His good looks and powerful physique saw him portrayed on Wheaties cereal boxes and in 1927, brought an offer for motion picture screen tests that resulted in a long and successful career in Hollywood. He played silent film star Mary Pickford‘s love interest in her first talkie, Coquette (1929), for which Pickford won an Oscar.

Brown appeared in more than 160 movies between 1927 and 1966, as well as a smattering of television shows, in a career spanning almost 40 years.

Brown was married to Cornelia “Connie” Foster from 1926 to his death in 1974, and they had four children.

In 1975,  Spain abandons Western Sahara.

In 1979,  Iran hostage crisis: US President Jimmy Carter issues Executive order 12170, freezing all Iranian assets in the United States in response to the hostage crisis.

In 1982,  Lech Wałęsa, the leader of Poland‘s outlawed Solidarity movement, is released after eleven months of internment near the Soviet border.

In 1984,  Zamboanga City mayor Cesar Climaco, a prominent critic of the government of Philippine President Ferdinand Marcos, is assassinated in his home city.

In 1990,  After German reunification, the Federal Republic of Germany and Poland sign a treaty confirming the Oder–Neisse line as the border between Germany and Poland.

In 1991,  American and British authorities announce indictments against two Libyan intelligence officials in connection with the downing of the Pan Am Flight 103.

In 1991,  Cambodian Prince Norodom Sihanouk returns to Phnom Penh after thirteen years of exile.

In 1991,  In Royal Oak, Michigan, a fired United States Postal Service employee goes on a shooting rampage, killing four and wounding five before committing suicide.

In 1995,  A budget standoff between Democrats and Republicans in the U.S. Congress forces the federal government to temporarily close national parks and museums and to run most government offices with skeleton staffs.

In 2001,  War in Afghanistan: Afghan Northern Alliance fighters take over the capital Kabul.

In 2003,  Astronomers Michael E. Brown, Chad Trujillo, and David L. Rabinowitz discover 90377 Sedna, a Trans-Neptunian object.

In 2008,  The first G-20 economic summit opens in Washington, D.C.

In 2010,  Germany’s Sebastian Vettel of Red Bull Racing wins Formula One‘s Drivers Championship to become the sport’s youngest champion.

In 2012,  Israel launches a major military operation in the Gaza Strip, as hostilities with Hamas escalate.

In 2014, President Obama urged Americans to sign up for ObamaCare on Saturday – the first day of open enrollment since last year. “If you missed your chance to get covered last year, here’s the good news.

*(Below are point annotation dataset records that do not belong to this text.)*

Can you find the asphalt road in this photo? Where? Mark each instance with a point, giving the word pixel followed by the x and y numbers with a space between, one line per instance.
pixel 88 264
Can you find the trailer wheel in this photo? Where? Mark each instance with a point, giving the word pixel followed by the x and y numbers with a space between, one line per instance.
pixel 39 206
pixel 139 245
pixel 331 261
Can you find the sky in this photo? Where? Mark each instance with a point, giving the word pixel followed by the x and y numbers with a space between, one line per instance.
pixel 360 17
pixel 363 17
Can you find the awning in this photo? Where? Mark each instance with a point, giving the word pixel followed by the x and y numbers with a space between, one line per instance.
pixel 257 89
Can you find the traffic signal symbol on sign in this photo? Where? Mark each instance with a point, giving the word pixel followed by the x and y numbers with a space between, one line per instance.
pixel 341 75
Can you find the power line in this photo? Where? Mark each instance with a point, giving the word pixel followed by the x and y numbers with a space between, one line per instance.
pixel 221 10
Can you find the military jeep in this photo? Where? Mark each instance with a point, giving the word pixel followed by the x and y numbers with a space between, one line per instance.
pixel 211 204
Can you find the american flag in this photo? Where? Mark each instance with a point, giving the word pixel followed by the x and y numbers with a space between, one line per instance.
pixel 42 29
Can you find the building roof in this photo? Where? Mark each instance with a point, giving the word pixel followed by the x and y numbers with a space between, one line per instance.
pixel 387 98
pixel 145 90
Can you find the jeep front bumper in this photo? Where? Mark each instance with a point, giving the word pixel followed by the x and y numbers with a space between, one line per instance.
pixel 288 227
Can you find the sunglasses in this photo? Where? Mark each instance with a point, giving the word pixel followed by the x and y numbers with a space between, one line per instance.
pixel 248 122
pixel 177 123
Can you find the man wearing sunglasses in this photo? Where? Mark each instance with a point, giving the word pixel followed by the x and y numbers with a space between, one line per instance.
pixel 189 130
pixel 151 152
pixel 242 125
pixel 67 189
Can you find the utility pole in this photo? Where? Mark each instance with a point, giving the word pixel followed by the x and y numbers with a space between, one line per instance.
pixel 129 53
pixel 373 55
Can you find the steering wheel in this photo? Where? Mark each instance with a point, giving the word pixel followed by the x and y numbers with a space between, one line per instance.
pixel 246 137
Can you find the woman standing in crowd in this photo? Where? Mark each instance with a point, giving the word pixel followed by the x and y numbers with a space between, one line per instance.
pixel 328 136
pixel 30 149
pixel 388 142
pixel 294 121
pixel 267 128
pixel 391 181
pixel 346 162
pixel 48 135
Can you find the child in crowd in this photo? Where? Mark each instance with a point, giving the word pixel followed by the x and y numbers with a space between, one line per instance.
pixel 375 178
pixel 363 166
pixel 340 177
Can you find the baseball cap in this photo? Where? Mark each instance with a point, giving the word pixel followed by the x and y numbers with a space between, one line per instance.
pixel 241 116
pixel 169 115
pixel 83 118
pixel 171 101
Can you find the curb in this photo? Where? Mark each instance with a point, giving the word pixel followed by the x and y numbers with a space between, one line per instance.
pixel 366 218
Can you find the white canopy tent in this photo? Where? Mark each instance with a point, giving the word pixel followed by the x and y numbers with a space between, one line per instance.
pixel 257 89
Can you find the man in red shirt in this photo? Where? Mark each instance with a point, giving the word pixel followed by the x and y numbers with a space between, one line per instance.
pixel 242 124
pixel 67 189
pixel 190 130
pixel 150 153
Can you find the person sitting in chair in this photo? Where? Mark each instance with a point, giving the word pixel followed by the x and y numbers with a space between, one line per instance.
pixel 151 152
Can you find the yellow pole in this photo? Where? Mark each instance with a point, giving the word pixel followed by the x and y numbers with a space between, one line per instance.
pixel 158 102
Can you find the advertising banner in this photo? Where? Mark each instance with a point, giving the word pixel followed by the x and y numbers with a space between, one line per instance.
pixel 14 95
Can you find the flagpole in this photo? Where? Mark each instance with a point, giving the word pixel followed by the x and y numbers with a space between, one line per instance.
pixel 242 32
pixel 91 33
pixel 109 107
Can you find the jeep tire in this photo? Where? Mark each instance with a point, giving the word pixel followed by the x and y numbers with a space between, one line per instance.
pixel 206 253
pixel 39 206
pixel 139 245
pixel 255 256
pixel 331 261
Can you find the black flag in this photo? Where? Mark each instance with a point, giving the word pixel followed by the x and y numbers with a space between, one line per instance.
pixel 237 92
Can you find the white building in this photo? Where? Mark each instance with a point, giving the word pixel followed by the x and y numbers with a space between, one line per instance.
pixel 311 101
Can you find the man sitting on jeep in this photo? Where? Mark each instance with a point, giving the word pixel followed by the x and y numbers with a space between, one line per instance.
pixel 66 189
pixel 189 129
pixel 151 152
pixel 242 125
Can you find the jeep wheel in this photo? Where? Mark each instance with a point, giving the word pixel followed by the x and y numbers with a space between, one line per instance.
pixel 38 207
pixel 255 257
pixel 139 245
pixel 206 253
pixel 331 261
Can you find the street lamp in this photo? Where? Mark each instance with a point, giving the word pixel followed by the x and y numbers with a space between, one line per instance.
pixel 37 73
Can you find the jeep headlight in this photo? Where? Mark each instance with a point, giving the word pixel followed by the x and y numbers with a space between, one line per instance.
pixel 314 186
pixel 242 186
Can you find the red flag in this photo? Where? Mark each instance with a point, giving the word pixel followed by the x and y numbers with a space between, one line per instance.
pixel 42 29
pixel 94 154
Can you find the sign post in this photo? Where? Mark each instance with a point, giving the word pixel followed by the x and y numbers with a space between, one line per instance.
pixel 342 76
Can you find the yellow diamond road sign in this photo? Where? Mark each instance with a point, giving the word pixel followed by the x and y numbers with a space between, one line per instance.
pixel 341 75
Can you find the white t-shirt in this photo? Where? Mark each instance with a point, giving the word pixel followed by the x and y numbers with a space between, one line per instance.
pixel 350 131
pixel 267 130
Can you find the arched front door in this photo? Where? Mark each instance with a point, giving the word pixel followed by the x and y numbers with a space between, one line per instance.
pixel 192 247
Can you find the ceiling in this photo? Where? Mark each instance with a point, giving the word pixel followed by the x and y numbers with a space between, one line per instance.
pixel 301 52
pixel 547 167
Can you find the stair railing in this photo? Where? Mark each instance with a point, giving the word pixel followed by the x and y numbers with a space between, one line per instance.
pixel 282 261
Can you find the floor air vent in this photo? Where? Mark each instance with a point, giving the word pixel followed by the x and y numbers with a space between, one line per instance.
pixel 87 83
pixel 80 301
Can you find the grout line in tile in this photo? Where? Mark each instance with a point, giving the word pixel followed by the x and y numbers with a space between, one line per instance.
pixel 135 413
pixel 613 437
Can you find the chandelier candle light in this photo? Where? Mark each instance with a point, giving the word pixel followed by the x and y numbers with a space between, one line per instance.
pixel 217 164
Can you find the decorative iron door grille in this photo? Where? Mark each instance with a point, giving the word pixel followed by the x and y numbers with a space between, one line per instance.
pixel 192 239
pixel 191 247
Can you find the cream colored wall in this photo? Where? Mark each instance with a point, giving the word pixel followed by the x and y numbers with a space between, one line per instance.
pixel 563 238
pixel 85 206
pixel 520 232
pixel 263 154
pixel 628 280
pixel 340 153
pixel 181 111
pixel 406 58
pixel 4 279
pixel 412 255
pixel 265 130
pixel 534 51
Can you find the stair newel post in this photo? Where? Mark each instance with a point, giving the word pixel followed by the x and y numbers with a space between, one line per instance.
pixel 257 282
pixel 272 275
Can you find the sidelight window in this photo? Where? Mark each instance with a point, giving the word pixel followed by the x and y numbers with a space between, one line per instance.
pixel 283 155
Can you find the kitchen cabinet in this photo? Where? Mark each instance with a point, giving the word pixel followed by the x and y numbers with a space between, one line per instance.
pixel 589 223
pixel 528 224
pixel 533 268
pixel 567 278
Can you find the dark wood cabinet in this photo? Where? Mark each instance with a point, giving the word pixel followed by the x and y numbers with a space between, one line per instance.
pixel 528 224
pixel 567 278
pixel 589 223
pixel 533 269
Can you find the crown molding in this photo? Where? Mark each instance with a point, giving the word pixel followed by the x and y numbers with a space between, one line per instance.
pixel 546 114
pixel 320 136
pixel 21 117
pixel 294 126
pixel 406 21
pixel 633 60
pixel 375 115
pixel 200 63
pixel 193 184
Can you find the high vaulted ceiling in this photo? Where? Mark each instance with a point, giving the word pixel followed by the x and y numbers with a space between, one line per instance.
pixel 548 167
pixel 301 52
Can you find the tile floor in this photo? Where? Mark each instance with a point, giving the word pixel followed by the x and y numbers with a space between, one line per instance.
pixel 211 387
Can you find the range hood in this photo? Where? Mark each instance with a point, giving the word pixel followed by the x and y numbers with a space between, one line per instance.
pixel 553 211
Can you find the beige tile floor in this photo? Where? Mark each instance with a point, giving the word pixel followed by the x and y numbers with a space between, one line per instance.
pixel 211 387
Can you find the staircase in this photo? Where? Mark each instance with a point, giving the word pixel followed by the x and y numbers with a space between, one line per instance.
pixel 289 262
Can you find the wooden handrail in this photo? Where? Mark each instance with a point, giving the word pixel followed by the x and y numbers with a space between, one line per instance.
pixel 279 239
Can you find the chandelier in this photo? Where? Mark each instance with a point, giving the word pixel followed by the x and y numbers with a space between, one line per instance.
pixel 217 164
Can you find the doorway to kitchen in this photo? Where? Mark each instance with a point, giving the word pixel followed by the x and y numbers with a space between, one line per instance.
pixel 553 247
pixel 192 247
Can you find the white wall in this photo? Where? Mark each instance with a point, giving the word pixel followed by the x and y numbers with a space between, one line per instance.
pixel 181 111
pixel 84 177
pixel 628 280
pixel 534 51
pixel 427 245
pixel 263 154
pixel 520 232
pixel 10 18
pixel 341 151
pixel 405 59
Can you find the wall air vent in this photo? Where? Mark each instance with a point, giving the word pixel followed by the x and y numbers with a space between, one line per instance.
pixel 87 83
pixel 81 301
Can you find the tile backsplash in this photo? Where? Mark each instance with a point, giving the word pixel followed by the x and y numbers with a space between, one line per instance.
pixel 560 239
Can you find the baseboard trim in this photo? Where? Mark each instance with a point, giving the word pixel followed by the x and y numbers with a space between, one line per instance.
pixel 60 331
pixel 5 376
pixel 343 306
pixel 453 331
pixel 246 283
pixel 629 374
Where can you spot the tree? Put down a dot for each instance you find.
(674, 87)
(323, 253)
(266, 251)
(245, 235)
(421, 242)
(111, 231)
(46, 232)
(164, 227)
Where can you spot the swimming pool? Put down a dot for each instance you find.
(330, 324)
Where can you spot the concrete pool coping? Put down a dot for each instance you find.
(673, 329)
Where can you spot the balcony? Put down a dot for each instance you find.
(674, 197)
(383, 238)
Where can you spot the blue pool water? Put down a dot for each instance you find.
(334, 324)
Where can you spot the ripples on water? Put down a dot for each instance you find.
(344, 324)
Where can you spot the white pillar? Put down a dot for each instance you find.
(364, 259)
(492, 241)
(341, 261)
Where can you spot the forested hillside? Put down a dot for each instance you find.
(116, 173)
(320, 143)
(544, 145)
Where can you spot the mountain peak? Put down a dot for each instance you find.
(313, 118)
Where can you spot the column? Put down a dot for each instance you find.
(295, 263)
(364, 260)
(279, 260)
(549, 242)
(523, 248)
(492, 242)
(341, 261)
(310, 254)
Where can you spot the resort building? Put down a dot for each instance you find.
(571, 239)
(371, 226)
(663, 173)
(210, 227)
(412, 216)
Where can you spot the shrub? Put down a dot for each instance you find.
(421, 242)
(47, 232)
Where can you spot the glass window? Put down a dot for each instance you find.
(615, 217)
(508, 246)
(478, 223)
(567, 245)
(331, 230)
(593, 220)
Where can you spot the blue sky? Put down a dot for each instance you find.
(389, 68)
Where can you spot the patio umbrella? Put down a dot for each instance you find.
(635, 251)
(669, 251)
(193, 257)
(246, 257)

Starting November 15th, today, you can go online or call 1-800-318-2596 and get covered for 2015,” the president said in his weekly radio address. Last year’s inaugural enrollment was overrun with website failures that resulted in much confusion and frustration with the Affordable Care Act. Obama emphasized that “we’ve spent the last year improving and upgrading HealthCare.gov, to make it faster and easier to use.” He encouraged individuals to sign up early in the three months open enrollment period or, for those who “already buy insurance through the online marketplace,” to shop around for less expensive alternatives.

In 2016,  A magnitude 7.8 earthquake strikes KaikouraNew Zealand, at a depth of 15 km (9 miles), resulting in the deaths of two people.

In 2017,  A gunman kills four people and injures twelve others during a shooting spree across Rancho Tehama Reserve, California. He had earlier murdered his wife in their home.